While the strengthened law has been called “ground-breaking”, and rightly so, it has been subject to criticism as well. Critics have pointed to the climate legislations of other countries, like the United Kingdom and New Zealand, as golden standards. The Canadian law falls short.

Firstly, the Act has no effective enforcement mechanisms. If the government misses its self-imposed targets – it simply has to admit it did, and table a report stating why. In short, there is no legal obligation on the government to meet its targets. Especially considering that the 2018 IPCC Report said that we only have 12 years to course correct before climate change wreaks irreversible havoc on the planet and its people, we cannot afford to have delays of the sort this law allows. Secondly, the Advisory Body was targeted for not being truly independent – for the members are appointed by and serve the Environment and Climate Change Minister. Thirdly, the law fails to couple “carbon budgets” (cumulative carbon dioxide emissions allowed in a period of time) with the emissions targets. Opponents of the Act point to the huge success of the United Kingdom’s utilization of carbon budgets. Adequately responding to the criticism, the Advisory Body has been looking into the possibility of enshrining carbon budgets into law, but it is to be seen if anything comes of it.

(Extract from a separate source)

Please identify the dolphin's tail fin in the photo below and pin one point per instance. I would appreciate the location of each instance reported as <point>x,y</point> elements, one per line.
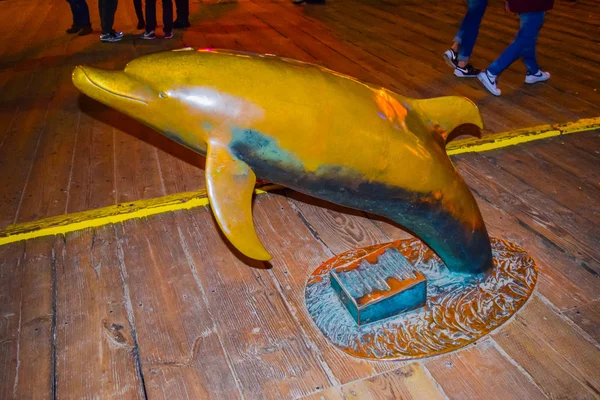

Fourthly, it has also been criticized as being a top-down mandate that makes climate change a completely federal concern – with no mention of any defined structure for the role Provinces will play in reaching net-zero. And finally, ambitious as the targets are, Human Rights Watch has asserted that they are a far cry from the 60% reduction required for Canada to meet its fair share in global emissions reduction efforts.


The Act constitutes a very strong foundation in developing the urgently-required accountability-based framework. The five-year targets will ensure certainty in governmental policies with regards to climate change. The heightened scrutiny the Act places on the commitment to net-zero will spur governmental and private actions (such as the pledge from the fossil fuel sector) in pursuance of the same. The Net-Zero Advisory Body, despite serving the Minister for Environment and Climate Change, is highly experienced, and is therefore expected to give objective recommendations that blend both scientific and indigenous knowledge. Further, the fact that the Advisory Body is looking into carbon budgets shows that the government is committed to delivering a law that meets the needs of the times, and it is hoped that it will look into other shortfalls in the law, including the federal concern as well as the need for enhanced targets. It is expected that if the government comes out with a comprehensive plan to reach net-zero, the country will both boost its economy and meet its commitments under the Paris Agreement. Certainly, the Act is flawed, but it is critical in Canada’s – and by extension, the planet’s – battle against climate change.